As we continue in the lockdown and its dramatic interruption of what was once normal (remember when you could just pop out for a coffee with friends, mooch round the shops or go to the cinema?) we may notice some shifts in perspective around our once familiar life. When things are take away that we might not have chosen let go of, including those we wanted to but never quite got round to, it can leave a dynamic space. You could explore this in your journal by making a list of the things that life in lockdown has changed for you. Against each of them, write down how you imagined that change would impact you, and then add how it has in reality. The similarities and differences between those two responses may make interesting reading and reflection. Note down what is significant to you in your findings. It may prove useful later as and when life moves back towards normal.
Changing circumstances may nudge us towards a shift of perspective, but we can also choose to use writing as a perspective shifter. If you journal regularly, you will already be aware of how externalising what is in your head or on your heart by writing it down in itself shifts your relationship to the material. But we can be even more intentional about achieving this.
Changing Point of View
Think of an unresolved issue you have with another person. Write about it for five minutes. What is the issue? How do you see it? How do you feel about it?
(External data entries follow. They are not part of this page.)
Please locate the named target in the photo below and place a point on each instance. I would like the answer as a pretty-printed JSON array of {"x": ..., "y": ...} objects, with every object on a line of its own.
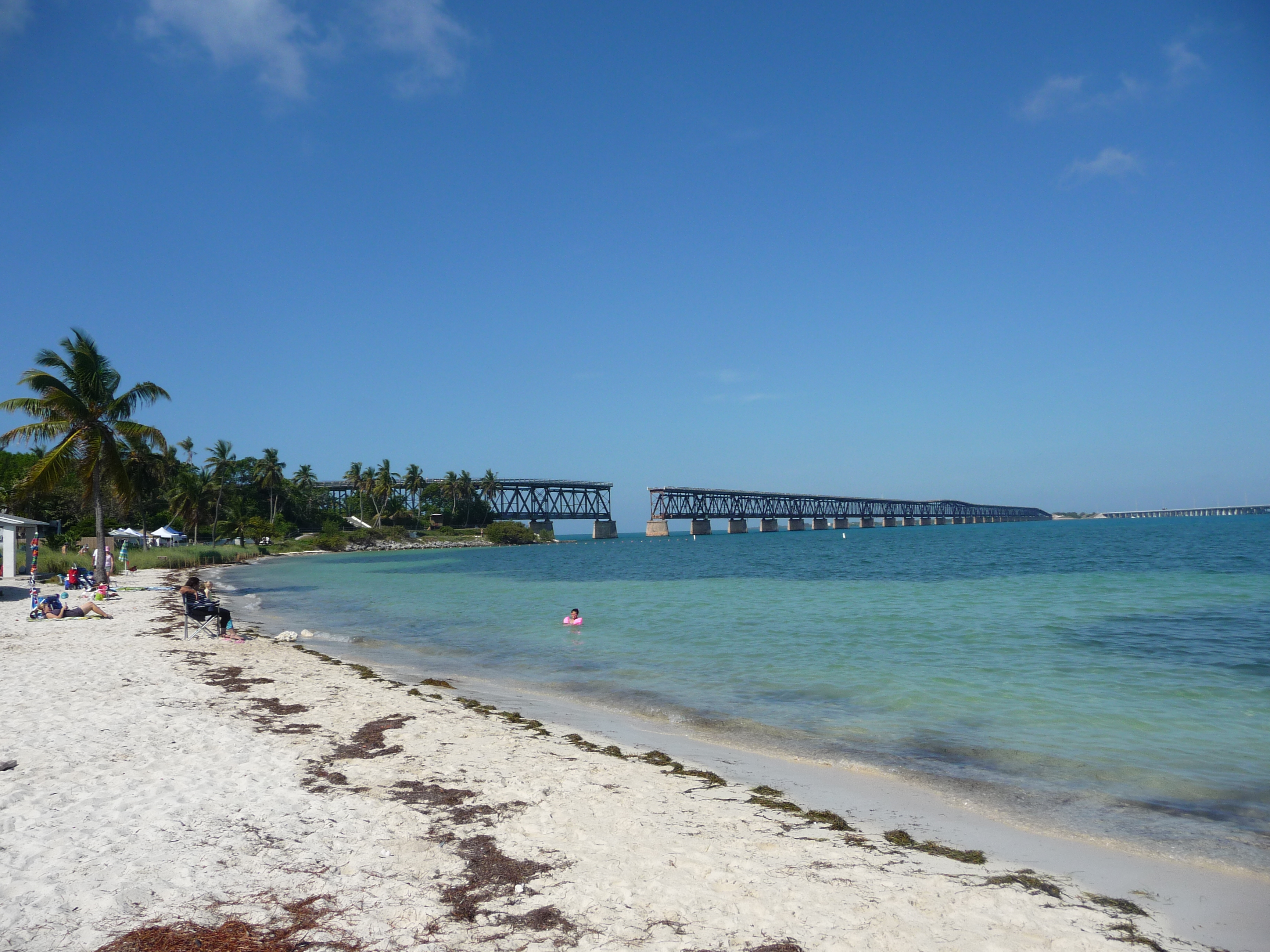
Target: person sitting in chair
[{"x": 201, "y": 607}]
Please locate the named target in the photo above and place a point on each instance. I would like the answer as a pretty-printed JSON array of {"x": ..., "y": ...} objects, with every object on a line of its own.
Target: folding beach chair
[{"x": 189, "y": 598}]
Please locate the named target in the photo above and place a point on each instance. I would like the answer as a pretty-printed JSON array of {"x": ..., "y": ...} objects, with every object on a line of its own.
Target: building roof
[{"x": 11, "y": 520}]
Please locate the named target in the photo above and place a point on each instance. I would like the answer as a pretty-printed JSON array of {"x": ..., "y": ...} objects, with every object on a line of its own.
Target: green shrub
[
  {"x": 509, "y": 534},
  {"x": 331, "y": 542}
]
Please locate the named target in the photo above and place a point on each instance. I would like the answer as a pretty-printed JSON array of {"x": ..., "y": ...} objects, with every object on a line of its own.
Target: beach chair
[{"x": 200, "y": 624}]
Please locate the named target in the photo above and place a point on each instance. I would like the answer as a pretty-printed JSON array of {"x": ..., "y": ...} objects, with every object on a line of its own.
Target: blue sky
[{"x": 1001, "y": 253}]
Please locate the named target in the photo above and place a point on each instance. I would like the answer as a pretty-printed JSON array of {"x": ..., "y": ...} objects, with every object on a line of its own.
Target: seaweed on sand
[
  {"x": 230, "y": 679},
  {"x": 369, "y": 740},
  {"x": 1128, "y": 932},
  {"x": 1124, "y": 907},
  {"x": 303, "y": 917},
  {"x": 276, "y": 707},
  {"x": 830, "y": 819},
  {"x": 1029, "y": 880},
  {"x": 774, "y": 804},
  {"x": 488, "y": 874},
  {"x": 902, "y": 838},
  {"x": 769, "y": 798}
]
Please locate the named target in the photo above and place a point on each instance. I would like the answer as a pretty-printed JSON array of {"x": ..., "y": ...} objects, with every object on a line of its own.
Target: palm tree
[
  {"x": 270, "y": 476},
  {"x": 82, "y": 411},
  {"x": 413, "y": 483},
  {"x": 305, "y": 484},
  {"x": 465, "y": 493},
  {"x": 355, "y": 476},
  {"x": 450, "y": 488},
  {"x": 385, "y": 485},
  {"x": 148, "y": 471},
  {"x": 489, "y": 488},
  {"x": 220, "y": 461},
  {"x": 189, "y": 498}
]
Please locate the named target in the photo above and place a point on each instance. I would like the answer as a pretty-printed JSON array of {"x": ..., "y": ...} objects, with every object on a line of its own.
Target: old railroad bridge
[
  {"x": 702, "y": 506},
  {"x": 538, "y": 502}
]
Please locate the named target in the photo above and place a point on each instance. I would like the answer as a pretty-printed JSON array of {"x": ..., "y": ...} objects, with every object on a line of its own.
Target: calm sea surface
[{"x": 1106, "y": 676}]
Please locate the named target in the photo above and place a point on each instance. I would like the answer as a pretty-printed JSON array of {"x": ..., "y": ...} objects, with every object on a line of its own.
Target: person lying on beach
[
  {"x": 201, "y": 607},
  {"x": 54, "y": 609}
]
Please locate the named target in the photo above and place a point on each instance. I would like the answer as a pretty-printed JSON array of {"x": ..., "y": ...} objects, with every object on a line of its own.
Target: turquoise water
[{"x": 1109, "y": 676}]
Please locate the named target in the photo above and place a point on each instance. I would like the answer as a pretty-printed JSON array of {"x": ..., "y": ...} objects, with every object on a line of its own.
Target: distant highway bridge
[
  {"x": 702, "y": 506},
  {"x": 1205, "y": 511},
  {"x": 535, "y": 501}
]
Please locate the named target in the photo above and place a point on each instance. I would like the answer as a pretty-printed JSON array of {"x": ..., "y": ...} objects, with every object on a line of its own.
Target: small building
[{"x": 16, "y": 535}]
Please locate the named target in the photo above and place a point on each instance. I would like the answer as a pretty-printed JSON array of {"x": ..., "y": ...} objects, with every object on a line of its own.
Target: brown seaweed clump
[
  {"x": 369, "y": 742},
  {"x": 303, "y": 917},
  {"x": 1027, "y": 879},
  {"x": 489, "y": 874},
  {"x": 902, "y": 838},
  {"x": 1124, "y": 907}
]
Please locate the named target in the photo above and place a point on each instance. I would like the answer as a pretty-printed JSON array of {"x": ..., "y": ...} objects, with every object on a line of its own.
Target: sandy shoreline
[{"x": 162, "y": 780}]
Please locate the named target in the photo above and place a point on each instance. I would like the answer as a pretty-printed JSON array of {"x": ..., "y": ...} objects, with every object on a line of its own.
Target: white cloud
[
  {"x": 14, "y": 16},
  {"x": 425, "y": 32},
  {"x": 1055, "y": 94},
  {"x": 1067, "y": 94},
  {"x": 1112, "y": 162},
  {"x": 1127, "y": 92},
  {"x": 267, "y": 35},
  {"x": 1183, "y": 64}
]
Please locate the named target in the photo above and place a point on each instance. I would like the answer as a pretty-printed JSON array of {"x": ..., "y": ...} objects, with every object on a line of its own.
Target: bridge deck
[
  {"x": 1202, "y": 511},
  {"x": 688, "y": 503},
  {"x": 526, "y": 499}
]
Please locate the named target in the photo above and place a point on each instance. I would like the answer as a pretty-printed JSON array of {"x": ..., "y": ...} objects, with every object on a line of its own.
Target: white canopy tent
[{"x": 168, "y": 535}]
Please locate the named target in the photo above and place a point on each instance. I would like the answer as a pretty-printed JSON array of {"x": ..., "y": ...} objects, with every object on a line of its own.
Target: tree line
[{"x": 93, "y": 468}]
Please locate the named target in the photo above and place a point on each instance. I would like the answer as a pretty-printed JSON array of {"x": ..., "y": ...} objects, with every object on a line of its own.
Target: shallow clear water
[{"x": 1113, "y": 676}]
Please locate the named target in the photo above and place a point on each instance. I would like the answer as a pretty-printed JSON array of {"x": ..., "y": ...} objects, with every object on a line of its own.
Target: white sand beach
[{"x": 162, "y": 780}]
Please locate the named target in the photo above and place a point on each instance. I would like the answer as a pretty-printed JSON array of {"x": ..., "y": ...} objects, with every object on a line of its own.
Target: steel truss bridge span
[
  {"x": 537, "y": 501},
  {"x": 685, "y": 503}
]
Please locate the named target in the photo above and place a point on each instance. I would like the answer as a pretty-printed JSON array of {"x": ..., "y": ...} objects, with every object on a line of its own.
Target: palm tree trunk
[
  {"x": 216, "y": 517},
  {"x": 101, "y": 526}
]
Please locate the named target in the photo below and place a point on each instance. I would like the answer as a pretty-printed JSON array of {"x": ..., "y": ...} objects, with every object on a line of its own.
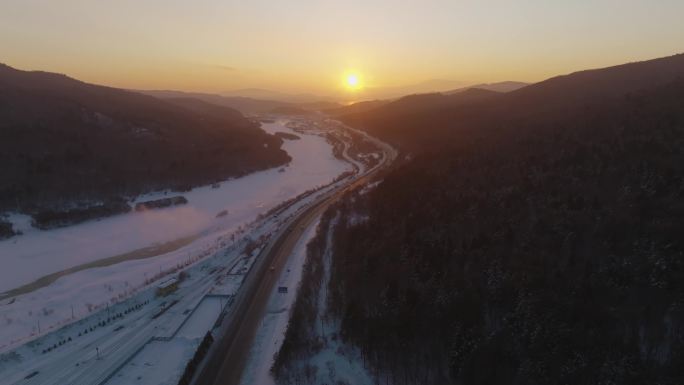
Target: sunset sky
[{"x": 311, "y": 45}]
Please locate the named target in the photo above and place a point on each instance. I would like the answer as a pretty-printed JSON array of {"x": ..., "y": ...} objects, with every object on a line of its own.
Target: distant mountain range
[
  {"x": 246, "y": 105},
  {"x": 66, "y": 142},
  {"x": 264, "y": 94},
  {"x": 528, "y": 237},
  {"x": 507, "y": 86},
  {"x": 551, "y": 98}
]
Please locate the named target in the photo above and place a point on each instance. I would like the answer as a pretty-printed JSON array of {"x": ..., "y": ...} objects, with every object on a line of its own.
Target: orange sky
[{"x": 309, "y": 45}]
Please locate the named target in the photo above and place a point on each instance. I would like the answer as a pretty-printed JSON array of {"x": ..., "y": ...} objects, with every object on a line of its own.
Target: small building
[{"x": 167, "y": 287}]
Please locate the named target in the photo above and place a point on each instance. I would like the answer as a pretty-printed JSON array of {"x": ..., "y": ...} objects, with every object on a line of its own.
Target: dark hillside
[
  {"x": 552, "y": 100},
  {"x": 540, "y": 250},
  {"x": 65, "y": 142}
]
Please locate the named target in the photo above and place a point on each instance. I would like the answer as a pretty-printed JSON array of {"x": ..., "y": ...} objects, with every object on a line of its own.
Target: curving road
[{"x": 227, "y": 357}]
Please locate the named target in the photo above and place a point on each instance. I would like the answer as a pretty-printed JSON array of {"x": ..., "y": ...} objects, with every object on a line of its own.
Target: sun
[{"x": 352, "y": 81}]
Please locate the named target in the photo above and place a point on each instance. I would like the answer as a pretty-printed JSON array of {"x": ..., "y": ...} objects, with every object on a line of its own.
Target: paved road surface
[{"x": 226, "y": 359}]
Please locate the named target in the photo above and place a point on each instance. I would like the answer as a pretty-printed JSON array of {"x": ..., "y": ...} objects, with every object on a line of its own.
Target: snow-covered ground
[
  {"x": 270, "y": 334},
  {"x": 40, "y": 252},
  {"x": 37, "y": 253},
  {"x": 335, "y": 362},
  {"x": 162, "y": 362},
  {"x": 151, "y": 365},
  {"x": 51, "y": 335}
]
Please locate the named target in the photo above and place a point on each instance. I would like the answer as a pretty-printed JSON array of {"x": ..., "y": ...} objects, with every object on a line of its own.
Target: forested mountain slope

Now change your position. As best you can, ‘become’ the other person and write as convincingly as you are able for five minutes covering the same questions. How does this look through the other’s eyes? What do you notice and how do you come over to them? Read what you have written. Pen a sentence or two on what you notice and anything else that the writing suggests to you about a way forward.
Writing in the Third Person
Writing in the Third Person (i.e. he/she) rather than the First (I/me) can also act as a perspective shifter. Take an incident or an issue that you want to explore and write about it as if it was a story you were recounting about someone else. Try to observe how you behave, what you do, what you look like from the outside.
This technique can enable some objective distance on a personal issue. It widens the lens so we can see it from the outside. It can be a way of approaching an issue that feels too difficult to tackle directly. Read what you have written, reflecting on what new angles or insights emerge for you.
Writing in the Second Person
Writing in the Second Person (as you rather than as I) enables you to work how you talk to yourself. So often I hear people say that they find it much easier to be compassionate, constructive and truthfully fair with those they love than with themselves. They say things like, ‘If this was someone else’s situation I wouldn’t talk to them the way I talk to myself.’ We can often be a support to others but a harsh critic of ourselves. We need to locate that understanding voice and learn to re-direct it.
Write a letter as if to confiding in a good friend about an issue that’s currently disturbing or distressing you, especially where this involves some self-criticism. Next, shift perspective and pen a reply as if you were the letter-writer’s best friend. It might help to picture this friend and imagine yourself as them. You could also do this by sending yourself an e-mail (carefully addressed!) and replying to it, as you write to you. Afterwards, read this correspondence and note what insights emerge. What aspects of this attitude towards yourself do you want to cultivate? How do you feel when you read your reply to you?
Tuning into your feelings on re-reading your material rather than simply looking at the content can be another way of working with it.
Finally, another way to shift perspective is simply physically going to write in a different space. I know people who go down to the beach or off to a coffee shop to write. Our options, of course, are somewhat limited at the moment, but there may be different rooms or spaces in your immediate outside surroundings that could ring a change of writing venue. It could be worth a try.